Dr Frances is Professor Emeritus and former Chair, Department of Psychiatry, Duke University; Chair, DSM-IV Task Force. He is the author of Saving Normal and Essentials of Psychiatric Diagnosis. Twitter: @AllenFrancesMD.
I recently came across this compelling tweet: “An open question on mental health as a junior psychiatrist. What do you think I should learn and focus on to be a better doctor and advocate for my patients?”
Could there possibly be a better question for all people starting out in any field to ask themselves, and others, as they embark on their careers?
The 140-character limit imposed by Twitter forced me to offer only a brief reply containing five scant snippets of advice. This troubled me—his serious request deserves a more serious response.
Here it is—the 50 most important things I have learned in my 50 years studying psychiatry:
1. Your patients will be your best teachers.
2. No meeting with any patient is ever routine for them; so it should never be routine for you.
3. Focus on establishing a strong therapeutic alliance and healing relationship—the most important goal of any first session is the patient's returning for a second.
4. Helping serious mental illness is very much harder, but also much more gratifying, than treating mild illness or the worried well.
5. Validate that your patients are currently trying to do their best, but also set a tone of future expectations they will find ways to change themselves, and their world, for the better.
6. Always inspire realistic hope and always reverse unrealistic demoralization.
7. Follow your patient, not your preconceived notions, a supervisor, or a manual.
8. There are no bad or boring patients; but there are some bad and boring doctors.
9. Be as empathic, as caring, as involved, and as alert for the tenth patient each day as for the first.
10.Never lose sight of the practical struggles the patient faces in the real world and try to help them find practical solutions.

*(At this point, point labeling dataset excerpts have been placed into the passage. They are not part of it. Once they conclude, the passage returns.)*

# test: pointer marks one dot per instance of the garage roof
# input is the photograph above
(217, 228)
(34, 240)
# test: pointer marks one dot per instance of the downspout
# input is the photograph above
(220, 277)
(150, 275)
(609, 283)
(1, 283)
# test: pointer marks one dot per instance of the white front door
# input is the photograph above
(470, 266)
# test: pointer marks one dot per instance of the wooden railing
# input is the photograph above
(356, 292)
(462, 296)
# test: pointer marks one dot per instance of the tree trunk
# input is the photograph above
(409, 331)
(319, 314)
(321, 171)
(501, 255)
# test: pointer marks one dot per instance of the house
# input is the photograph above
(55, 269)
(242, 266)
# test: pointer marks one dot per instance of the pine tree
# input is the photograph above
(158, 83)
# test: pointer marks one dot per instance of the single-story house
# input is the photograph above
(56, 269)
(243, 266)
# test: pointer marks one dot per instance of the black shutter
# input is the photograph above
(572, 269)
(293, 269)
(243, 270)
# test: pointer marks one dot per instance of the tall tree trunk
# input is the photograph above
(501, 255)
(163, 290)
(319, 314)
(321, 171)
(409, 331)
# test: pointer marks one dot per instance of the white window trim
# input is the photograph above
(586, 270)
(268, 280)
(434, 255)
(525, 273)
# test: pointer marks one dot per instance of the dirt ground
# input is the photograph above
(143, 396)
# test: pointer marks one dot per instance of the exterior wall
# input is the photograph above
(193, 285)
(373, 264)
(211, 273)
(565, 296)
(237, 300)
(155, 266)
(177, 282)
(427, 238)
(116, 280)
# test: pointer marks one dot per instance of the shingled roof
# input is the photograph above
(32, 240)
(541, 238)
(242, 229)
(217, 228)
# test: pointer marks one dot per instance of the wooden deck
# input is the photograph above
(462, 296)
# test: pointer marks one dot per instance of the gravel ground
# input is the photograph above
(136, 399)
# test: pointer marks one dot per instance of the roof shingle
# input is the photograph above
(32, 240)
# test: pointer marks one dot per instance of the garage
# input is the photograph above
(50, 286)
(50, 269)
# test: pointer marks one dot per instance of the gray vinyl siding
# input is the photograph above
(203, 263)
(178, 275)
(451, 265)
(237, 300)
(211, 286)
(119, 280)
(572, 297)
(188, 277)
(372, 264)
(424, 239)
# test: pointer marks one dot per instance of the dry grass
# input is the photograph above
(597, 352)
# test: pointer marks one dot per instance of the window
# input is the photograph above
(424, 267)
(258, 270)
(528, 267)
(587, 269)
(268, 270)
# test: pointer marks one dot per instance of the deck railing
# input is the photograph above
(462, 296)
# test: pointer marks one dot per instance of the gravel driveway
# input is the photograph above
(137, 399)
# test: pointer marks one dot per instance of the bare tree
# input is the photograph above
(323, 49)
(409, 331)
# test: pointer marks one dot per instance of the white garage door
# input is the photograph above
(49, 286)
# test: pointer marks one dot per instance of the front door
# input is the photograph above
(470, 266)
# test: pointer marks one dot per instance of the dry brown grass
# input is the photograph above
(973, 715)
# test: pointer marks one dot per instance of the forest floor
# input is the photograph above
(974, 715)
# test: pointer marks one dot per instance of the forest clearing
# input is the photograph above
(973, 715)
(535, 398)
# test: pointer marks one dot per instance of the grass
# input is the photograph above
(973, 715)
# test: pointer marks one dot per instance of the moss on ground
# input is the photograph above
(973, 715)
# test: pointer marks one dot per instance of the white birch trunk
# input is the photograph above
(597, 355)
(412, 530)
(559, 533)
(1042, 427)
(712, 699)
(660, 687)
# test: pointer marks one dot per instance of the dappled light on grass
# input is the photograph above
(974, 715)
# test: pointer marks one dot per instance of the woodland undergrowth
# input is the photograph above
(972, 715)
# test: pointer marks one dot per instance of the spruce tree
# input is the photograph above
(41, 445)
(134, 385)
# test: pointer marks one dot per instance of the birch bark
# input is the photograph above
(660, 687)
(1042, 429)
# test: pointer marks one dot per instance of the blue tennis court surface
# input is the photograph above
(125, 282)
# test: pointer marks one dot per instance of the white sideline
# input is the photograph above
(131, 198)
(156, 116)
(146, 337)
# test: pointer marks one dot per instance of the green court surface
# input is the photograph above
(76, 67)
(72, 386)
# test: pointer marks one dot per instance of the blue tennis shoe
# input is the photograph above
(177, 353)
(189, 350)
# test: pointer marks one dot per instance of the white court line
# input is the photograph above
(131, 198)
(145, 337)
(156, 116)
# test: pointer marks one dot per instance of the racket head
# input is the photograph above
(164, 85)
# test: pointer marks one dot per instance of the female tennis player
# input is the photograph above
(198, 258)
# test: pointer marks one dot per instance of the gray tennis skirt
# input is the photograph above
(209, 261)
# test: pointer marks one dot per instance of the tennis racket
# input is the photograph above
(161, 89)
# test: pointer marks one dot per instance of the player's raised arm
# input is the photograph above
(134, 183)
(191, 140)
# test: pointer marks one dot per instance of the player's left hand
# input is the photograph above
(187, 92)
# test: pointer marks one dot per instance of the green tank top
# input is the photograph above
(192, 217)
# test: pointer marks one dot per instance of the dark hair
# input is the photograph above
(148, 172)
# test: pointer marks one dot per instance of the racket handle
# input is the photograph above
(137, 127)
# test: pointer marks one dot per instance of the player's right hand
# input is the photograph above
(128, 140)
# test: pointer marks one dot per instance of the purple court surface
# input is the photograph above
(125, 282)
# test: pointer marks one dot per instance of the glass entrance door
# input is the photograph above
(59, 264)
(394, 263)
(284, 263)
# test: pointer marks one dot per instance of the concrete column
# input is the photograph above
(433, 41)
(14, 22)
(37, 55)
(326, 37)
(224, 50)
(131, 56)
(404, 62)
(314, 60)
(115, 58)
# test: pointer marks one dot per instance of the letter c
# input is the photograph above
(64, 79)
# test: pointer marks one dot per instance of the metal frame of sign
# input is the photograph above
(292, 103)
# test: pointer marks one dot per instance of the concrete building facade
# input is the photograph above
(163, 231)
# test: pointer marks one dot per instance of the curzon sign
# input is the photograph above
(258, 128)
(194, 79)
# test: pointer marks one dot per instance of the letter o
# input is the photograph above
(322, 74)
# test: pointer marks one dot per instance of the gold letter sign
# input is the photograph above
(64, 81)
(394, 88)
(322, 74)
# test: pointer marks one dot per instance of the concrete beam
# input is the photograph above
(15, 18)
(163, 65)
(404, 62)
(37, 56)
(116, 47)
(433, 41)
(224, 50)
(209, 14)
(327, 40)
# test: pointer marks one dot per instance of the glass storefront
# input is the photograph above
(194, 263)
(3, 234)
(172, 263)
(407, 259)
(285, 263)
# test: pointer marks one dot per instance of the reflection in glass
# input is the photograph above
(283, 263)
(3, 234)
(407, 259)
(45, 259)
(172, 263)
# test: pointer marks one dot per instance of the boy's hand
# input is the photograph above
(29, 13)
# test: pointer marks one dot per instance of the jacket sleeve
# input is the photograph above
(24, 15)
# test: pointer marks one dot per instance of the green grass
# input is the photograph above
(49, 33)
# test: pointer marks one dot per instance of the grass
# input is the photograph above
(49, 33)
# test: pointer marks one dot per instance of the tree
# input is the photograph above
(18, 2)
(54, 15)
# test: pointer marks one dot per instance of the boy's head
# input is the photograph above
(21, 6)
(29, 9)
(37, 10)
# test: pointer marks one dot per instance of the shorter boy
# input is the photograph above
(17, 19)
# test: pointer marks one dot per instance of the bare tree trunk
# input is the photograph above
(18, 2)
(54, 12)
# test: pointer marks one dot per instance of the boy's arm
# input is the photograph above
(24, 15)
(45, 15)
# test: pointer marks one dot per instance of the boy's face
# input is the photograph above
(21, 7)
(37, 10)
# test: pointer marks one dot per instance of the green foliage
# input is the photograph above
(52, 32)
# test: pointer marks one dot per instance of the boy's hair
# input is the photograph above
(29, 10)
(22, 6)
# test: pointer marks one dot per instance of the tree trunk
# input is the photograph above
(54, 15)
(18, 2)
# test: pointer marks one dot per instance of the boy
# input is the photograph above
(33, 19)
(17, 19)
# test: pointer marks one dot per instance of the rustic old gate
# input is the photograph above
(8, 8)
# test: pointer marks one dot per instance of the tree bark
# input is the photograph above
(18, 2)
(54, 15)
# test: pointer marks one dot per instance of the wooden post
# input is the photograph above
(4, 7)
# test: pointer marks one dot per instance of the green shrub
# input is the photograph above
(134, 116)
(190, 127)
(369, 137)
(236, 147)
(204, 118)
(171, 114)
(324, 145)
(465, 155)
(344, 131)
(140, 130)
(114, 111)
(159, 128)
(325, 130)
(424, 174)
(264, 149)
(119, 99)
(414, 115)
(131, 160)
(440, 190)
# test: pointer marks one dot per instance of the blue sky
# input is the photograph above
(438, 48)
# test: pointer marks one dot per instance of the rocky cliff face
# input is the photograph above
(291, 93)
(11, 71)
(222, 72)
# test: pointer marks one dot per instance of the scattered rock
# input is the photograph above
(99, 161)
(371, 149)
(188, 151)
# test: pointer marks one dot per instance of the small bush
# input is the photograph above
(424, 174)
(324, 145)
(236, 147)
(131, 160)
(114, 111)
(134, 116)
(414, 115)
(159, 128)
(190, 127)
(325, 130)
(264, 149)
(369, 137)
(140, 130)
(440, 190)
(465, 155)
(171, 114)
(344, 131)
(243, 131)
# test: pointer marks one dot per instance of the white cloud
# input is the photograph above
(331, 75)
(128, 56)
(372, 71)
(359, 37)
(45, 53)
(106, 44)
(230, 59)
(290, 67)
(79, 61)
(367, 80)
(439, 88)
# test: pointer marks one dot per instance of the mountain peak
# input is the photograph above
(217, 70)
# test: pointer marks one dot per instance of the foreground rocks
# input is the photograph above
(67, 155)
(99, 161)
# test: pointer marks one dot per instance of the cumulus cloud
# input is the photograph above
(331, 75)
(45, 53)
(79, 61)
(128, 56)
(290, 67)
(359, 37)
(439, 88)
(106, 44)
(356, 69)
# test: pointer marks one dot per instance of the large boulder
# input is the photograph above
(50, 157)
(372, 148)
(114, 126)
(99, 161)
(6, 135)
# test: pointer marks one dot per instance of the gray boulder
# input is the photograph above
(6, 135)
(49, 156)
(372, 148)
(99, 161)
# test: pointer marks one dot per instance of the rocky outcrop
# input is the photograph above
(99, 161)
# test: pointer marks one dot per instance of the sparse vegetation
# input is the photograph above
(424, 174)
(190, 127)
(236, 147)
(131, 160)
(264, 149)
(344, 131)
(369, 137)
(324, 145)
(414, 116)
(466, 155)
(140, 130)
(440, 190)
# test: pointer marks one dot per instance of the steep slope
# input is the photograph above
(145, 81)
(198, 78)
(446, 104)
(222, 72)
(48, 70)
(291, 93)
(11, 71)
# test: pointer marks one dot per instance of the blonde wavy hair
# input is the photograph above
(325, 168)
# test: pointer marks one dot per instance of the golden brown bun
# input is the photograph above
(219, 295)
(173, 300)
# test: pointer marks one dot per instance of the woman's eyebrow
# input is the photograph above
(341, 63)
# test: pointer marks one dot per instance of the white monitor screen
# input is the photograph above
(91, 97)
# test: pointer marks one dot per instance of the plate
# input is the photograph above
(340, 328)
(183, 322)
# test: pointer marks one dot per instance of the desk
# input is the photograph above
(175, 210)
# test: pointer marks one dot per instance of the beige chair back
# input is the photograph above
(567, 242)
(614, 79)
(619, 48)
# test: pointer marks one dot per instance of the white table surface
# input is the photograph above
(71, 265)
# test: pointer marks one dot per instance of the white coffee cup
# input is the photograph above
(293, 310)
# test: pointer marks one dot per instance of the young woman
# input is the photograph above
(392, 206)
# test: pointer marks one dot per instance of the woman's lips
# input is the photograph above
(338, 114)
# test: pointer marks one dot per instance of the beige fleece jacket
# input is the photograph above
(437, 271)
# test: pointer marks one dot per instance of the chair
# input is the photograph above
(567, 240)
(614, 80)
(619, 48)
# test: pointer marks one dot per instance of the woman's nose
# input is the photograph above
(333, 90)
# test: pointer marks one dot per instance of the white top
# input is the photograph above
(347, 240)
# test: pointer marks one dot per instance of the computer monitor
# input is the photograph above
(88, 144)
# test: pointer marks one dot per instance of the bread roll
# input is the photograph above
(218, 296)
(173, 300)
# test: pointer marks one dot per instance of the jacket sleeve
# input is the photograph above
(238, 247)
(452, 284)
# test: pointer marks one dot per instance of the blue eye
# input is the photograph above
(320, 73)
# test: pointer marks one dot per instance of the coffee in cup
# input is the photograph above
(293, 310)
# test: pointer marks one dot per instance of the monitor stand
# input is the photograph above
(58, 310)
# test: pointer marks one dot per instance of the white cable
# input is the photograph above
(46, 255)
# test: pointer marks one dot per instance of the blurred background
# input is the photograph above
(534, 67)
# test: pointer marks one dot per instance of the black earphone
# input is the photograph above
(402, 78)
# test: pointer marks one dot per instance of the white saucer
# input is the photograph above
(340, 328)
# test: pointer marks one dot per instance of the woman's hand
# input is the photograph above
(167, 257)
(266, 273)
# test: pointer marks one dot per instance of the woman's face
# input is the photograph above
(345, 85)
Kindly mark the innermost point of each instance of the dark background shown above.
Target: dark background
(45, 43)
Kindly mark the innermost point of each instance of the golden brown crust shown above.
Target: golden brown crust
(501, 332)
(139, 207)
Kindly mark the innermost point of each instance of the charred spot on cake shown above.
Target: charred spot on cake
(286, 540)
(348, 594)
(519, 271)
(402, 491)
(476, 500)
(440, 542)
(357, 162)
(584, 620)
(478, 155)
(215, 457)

11. Don't be shy about giving advice when advice is needed.
12. Don't give advice when the patient can find their own way.
13. Include family, friends, other informants, and potential co-therapists whenever possible.
14. Be open ended enough in your questions to let patients tell their life stories; structured enough in your questions to get the specific information you need.
15. Try to create rare magic moments—things you say to patients that they will remember always and use in changing their lives.
16. Take your time and be careful—small mistakes can have major consequences.
17. Know the patient, not just the diagnosis.
18. Diagnosis should almost always be written in pencil—especially in the young and the old. Always err on the side of underdiagnosis—it is easy to later up-diagnose; almost impossible to erase a diagnostic error that can haunt the patient for life.
19. Use DSM, but don't worship it. I equally distrust clinicians who do not know DSM and those who only know DSM.
20. Educate patients about their symptoms, diagnosis, course, the risks and benefits of plausible treatments.
21. Negotiate, don't dictate, the treatment plan: allow the patient to pick whichever plausible treatment most suits them—with awareness that no one size fits all.
22. Do not join the bandwagon of diagnostic fads. Whenever everyone seems to suddenly have a diagnosis, it is surely being way overdone (eg ADHD, autism, bipolar disorder).
23. Watchful waiting is the best treatment whenever there is doubt or the symptoms are mild.
24. Placebo is best medicine ever invented and responsible for most of what appears to be “drug effect” when milder symptoms improve.
25. Severe illness is usually easy to diagnose reliably and always requires urgent intervention.